The fresh plea, seeking the review of the 2018 order, was based on the following points.

(i)           The petition was not only about the issue of decriminalising the consensual gay sex but about various other issues such as ‘non-recognition of same-sex marriages’, under the Special Marriages Act, 1954, and the denial of adoption and surrogacy rights to the members of the LGBTQ community members.

(ii)          The plea sought civil rights of the LGBTQ community as part of the basic human rights, saying that those rights were not addressed in the apex court’s judgement on Section 377 of the IPC which had criminalised consensual gay sex.

(iii)        Non-recognition of same-sex marriages (Indian Special Marriages Act, 1954), availability of adoption, surrogacy, IVF (for LGBTQ only) is violative of Articles 14, 15, 19, 21, and 29.

(iv)        Discrimination solely on the basis of sexual orientation violates Article 14, 15, and 21 in relation to the Army, Navy, and Air Force Act. People in the military are not allowed to serve openly.

(v)          Heterosexual people end up marrying LGBT people and consummating marriage with them, which harms heterosexual people the most.
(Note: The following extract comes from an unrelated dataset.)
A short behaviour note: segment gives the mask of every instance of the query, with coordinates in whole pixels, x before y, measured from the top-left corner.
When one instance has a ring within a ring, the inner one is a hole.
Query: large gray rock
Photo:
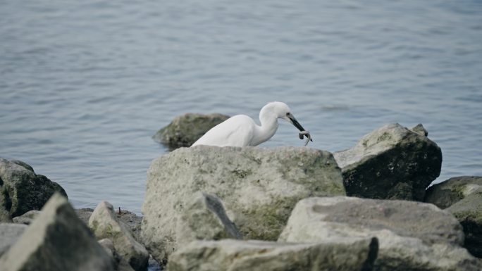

Gay women are affected the worst.

(vi)        The definition of marriage for LGBTQ had not been addressed in the Supreme Court’s judgement of September 6, 2018, as per the plea.

(vii)       Both heterosexuals in an opposite-sex relationship and homosexuals in a same-sex relationship are in similar circumstances as the general nature of the relationship is romantic and sexual one, either at the time of marriage as in a love marriage or is sought or hoped to be as in the case of an arranged marriage.